Ушел Миколюкас со своей кручиной, пробудив в односельчанах тоску, желание идти куда глаза глядят, слиться с природой-музыкантшей, с природой-песельницей, с природой-щеголихой, где все так красиво, возвышенно и можно увидеть «дали дальние», а ведь это, почитай, как нельзя лучше ладится с грустью-тоской литовца. Музыка овладевает душами, околдовывает и приковывает к себе не столько художественностью, сколько созвучностью душевному настрою.
И вот все рассаживаются, одни вблизи, другие поодаль; переговариваются, а сами слушают. Даже те, что забрели в этот низинный лесок якобы за грибами или ягодами, не углубляются в чащу, откуда не слышно Миколюкаса и где царит тишина, — они крутятся в пределах досягаемости повторяющихся звуков, точно удерживаемые на звуковой привязи определенной длины.

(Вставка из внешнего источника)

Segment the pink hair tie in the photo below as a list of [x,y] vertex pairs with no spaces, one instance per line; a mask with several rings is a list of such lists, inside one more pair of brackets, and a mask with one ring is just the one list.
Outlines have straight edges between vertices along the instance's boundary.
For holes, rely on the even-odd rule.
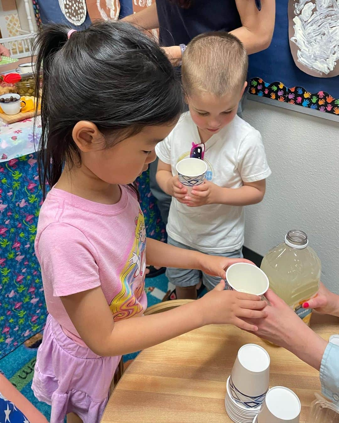
[[73,33],[73,32],[76,32],[77,30],[76,29],[70,29],[68,32],[67,33],[67,38],[68,39],[69,39],[69,37]]

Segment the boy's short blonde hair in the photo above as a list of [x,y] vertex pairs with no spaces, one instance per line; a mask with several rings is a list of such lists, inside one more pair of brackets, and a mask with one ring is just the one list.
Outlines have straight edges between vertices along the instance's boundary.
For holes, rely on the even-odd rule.
[[183,55],[183,85],[187,95],[197,91],[220,97],[242,89],[248,59],[244,46],[228,32],[195,37]]

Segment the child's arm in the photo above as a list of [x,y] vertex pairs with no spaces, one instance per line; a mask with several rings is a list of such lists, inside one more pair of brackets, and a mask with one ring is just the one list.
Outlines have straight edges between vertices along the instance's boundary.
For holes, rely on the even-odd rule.
[[100,286],[61,298],[89,348],[100,356],[117,356],[143,349],[205,324],[233,324],[256,330],[255,325],[242,319],[265,317],[266,302],[256,295],[224,290],[224,287],[225,283],[220,282],[202,298],[167,311],[117,321]]
[[260,203],[264,198],[266,180],[255,182],[243,182],[238,188],[223,188],[206,181],[192,190],[192,195],[183,198],[190,207],[204,204],[227,204],[228,206],[248,206]]
[[223,279],[226,277],[225,269],[231,264],[239,262],[253,264],[245,258],[207,255],[198,251],[183,250],[151,238],[147,239],[146,255],[147,263],[153,266],[196,269]]
[[172,176],[171,165],[164,163],[160,159],[158,161],[156,179],[158,184],[166,194],[175,197],[180,203],[186,204],[187,202],[184,200],[187,189],[180,183],[177,175]]

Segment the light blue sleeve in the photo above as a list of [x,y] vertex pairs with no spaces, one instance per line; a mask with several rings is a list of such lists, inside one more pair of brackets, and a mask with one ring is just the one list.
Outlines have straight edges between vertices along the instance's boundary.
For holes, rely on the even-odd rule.
[[339,405],[339,345],[328,343],[321,360],[320,378],[323,394]]

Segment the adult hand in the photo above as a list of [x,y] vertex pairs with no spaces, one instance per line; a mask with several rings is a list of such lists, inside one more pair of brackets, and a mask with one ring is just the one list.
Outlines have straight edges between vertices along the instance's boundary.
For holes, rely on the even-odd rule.
[[316,297],[303,304],[304,308],[314,308],[318,313],[339,316],[339,295],[331,292],[320,282]]
[[11,55],[11,52],[2,44],[0,44],[0,55],[6,56],[7,57]]
[[265,308],[267,317],[246,321],[258,327],[255,335],[284,347],[319,370],[327,341],[305,324],[271,289],[265,296],[271,304]]
[[265,296],[271,305],[266,307],[267,317],[260,321],[256,321],[258,328],[256,335],[289,349],[288,346],[292,342],[290,338],[292,328],[294,333],[297,331],[302,332],[307,327],[283,300],[271,289],[269,289]]
[[163,47],[162,49],[173,66],[180,66],[181,62],[181,49],[179,46]]

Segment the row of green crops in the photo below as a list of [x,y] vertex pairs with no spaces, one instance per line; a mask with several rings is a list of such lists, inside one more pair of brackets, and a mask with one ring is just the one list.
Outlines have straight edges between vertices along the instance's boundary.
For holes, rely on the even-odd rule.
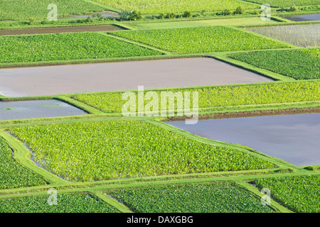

На почтительном расстоянии от скрипача начинают кружиться пары. По большей части девушки. Сыновья крепостных танцевать не умеют; похоже, они так устали, что им не до этого — того и гляди, одна нога зацепится ненароком за другую, да и вообще получится не танец, а сплошное хроманье. Танцуют на особый манер. Берутся не за талию и не за руки, а держатся за плечи или подмышки, склоняются друг к дружке головами и кружатся, вскидывая широкими задами, — это они танцуют суктинис, а не кратитинис[2]. Музыкант наяривает свое: «Коль охота мне работать — я тружусь», а плясуньи знай отхватывают — чух-чух-чух-чух, образуя сильно расширяющиеся книзу и сужающиеся кверху копешки, составленные из двух перехваченных посередине ивовым прутом веников, которые кто-то крутит, держась за перевязку. Это сходство с вениками усиливалось еще больше оттого, что по праздникам девушки, и в особенности замужние женщины надевали на себя, как того требовала тогдашняя мода, по нескольку юбок, чтобы в сравнении с пышным задом тоньше казалась талия. Однако нужды в этом особой не было, да и толку мало: литовские крестьянки и без набавок были коренасты и дородны, а их могучий мужицкий стан, как ни перетягивай, тоньше не сделаешь.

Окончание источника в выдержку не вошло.